Sunday Best: Safe

For some actors, the performance Julianne Moore gives in Safe would be a career defining masterpiece, their one and only shot at award winning fame.  For her, it turned out to be just the beginning of a brilliant career.

Carol is a rather well to do suburban homemaker in the 1980’s.  She spends her time obsessing over the decor of the home she shares with her husband Greg (Xander Berkeley) and his son Rory from a previous relationship and going to exercise classes.  She’s apparently fit enough that her friends point out that she never sweats while exercising.  The good life is within her reach.  However, soon Carol becomes ill and her doctor cannot pinpoint why.  She’s getting nauseous, weak, and has trouble breathing for no apparent reason and it’s beginning to have an affect on her marriage.   

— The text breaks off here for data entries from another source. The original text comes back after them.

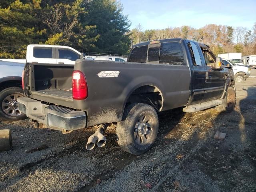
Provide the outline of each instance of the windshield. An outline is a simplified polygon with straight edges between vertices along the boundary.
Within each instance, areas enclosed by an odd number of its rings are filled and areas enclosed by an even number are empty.
[[[232,61],[234,63],[243,63],[243,60],[241,59],[232,59]]]
[[[232,65],[236,65],[236,64],[233,62],[232,61],[230,61],[230,60],[227,60],[228,62],[229,62],[231,64],[232,64]]]

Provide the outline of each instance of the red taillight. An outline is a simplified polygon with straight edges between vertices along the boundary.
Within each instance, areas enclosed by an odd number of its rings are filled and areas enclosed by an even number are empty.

It’s been well noted that director Todd Haynes used this film as an extended metaphor for illness, specifically AIDS, but the brilliance of it lies in that anyone who has ever suffered from a hard to diagnose illness can recognize many of the difficulties that Carol faces from those around.  Her doctor doesn’t believe her, her husband is exasperated with her, and her friends don’t know how to react around her, especially as her appearance affects their social lives.   The burden of her mystery illness is put squarely on her shoulders and without a proper support system it slowly begins to wear her down. 

That doesn’t mean she doesn’t do her best to figure out what is wrong with her.  Perhaps the biggest target its environmental illness.  Her world is filled with pollution, chemicals, and other invasive stimuli.  Her allergy tests frequently make her ill, as if the world around her is constantly attacking her which of course drives her to isolate further and further away from everyone. 

As the film continues on, Haynes uses Carol’s condition to shine a spotlight on the medical industry, especially the more “new age” treatments that would certainly have their own YouTube channels today.  The Wrentwood Center, a rather dirty looking rehabilitation facility looks more like a summer camp I attended when I was a Cub Scout rather than a medical oasis, only my camp didn’t come with a safe isolation unit which could likely substitute for a fallout shelter if necessary.  

It’s enough to make anyone watching feel uneasy, not only about their own health but also any treatment they might be able to receive.  As our current world barely fights off a pandemic and our medical treatments become more unaffordable, Safe hits very hard. It’s easy to see why people might be distrustful of proven medical treatments when their fears are ignored and how this could open the doors for those who are willing to gain trust through persuasive language and the promise of a cure, regardless of how ridiculous it might sound.  

“The only person who can make you sick is you,” is obviously bullshit, but when all the other answers have failed you, self love is likely hard to come by.   As an audience, we can only hope that something will work for Carol as she disintegrates, afraid and alone, before our eyes.